Join our Channel

Billionaire investor Thomas H. Lee dies at 78, family says

Thomas H. Lee
Reuters

Billionaire investor and financier Thomas H. Lee has passed away, according to a statement published Thursday by family spokesman Michael Sitrick. He was 78 years old.

Sitrick declined to comment on the cause of death.

The New York Post, citing police sources, reported that Lee was found inside his Manhattan office on Fifth Avenue with self-inflicted gunshot wounds. According to the report, police responded to an emergency call at around 11:10 a.m. from 767 Fifth Avenue. Insiders could not confirm the Post’s reporting.

A spokesperson for the New York Police Department said in a statement to Insider that police responded to a call from Fifth Avenue, “within the limits of the Midtown North Precinct,” and emergency medical services pronounced a male dead at the scene. The spokesperson did not confirm the identity of the person.

“The Office of the Chief Medical Examiner (OCME) will determine the cause of death. The investigation is ongoing at this time,” an NYPD spokesperson wrote in an email.

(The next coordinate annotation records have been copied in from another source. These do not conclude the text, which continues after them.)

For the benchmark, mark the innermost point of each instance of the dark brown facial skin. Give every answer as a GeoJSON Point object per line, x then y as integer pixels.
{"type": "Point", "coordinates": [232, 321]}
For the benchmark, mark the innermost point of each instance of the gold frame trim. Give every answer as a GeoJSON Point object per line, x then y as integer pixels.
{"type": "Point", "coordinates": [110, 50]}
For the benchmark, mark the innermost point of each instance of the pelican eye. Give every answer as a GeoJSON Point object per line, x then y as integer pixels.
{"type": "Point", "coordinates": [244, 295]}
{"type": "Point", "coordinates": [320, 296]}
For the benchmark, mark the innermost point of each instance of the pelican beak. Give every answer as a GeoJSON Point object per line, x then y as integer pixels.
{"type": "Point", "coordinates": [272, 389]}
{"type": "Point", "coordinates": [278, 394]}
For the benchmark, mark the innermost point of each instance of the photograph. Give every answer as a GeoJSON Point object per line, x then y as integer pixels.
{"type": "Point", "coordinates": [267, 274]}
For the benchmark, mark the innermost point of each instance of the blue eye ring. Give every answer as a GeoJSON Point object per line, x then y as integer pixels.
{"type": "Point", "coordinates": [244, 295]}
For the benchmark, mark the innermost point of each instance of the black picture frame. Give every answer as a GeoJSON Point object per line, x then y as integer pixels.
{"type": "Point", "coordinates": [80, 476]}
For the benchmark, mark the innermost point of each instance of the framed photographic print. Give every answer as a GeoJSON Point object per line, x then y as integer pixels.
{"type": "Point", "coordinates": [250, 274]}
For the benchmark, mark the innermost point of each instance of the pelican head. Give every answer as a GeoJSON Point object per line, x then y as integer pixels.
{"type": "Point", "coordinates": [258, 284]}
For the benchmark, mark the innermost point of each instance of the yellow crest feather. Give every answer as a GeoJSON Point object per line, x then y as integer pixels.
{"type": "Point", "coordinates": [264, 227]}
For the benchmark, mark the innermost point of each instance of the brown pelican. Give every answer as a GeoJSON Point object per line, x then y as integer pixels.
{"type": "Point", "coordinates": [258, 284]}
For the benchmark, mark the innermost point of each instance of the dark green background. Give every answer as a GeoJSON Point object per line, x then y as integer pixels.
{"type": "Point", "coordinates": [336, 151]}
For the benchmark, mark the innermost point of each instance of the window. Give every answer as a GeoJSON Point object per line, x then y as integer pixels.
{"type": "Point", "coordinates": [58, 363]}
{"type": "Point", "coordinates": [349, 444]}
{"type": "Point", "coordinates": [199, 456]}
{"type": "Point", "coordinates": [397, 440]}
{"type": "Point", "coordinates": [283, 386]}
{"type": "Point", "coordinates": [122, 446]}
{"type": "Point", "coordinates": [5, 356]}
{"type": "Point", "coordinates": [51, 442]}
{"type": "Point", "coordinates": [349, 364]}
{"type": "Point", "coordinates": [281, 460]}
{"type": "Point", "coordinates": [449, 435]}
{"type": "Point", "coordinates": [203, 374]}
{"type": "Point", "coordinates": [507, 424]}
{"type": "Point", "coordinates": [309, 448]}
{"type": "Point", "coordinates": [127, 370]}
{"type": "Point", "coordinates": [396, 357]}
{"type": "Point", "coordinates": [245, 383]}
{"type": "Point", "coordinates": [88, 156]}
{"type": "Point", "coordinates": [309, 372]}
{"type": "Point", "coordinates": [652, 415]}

Lee founded his namesake private equity firm, Thomas H. Lee Partners, in 1974, which focused on leveraged buyouts and the purchase of mid-sized companies.

According to The New York Times, Lee started the firm with $150,000 he inherited and a loan from his brother.

In one of its most notable acquisitions, Thomas H. Lee Partners bought Snapple for $135 million and two years later sold it to Quaker Oats for $1.7 billion, The Times reported.

“He was a pioneer and lion of the private equity and leveraged buyout industries, with the purchase and subsequent sale of Snapple Beverages and Warner Music among his many successful transactions,” his family wrote in a statement.

According to the family, “Over the past 46 years, Mr. Lee has been responsible for investing more than $15 billion in capital across hundreds of transactions.”

Lee stepped down from Thomas H. Lee Partners, then a $12 billion firm, in 2006 and formed Lee Equity that year.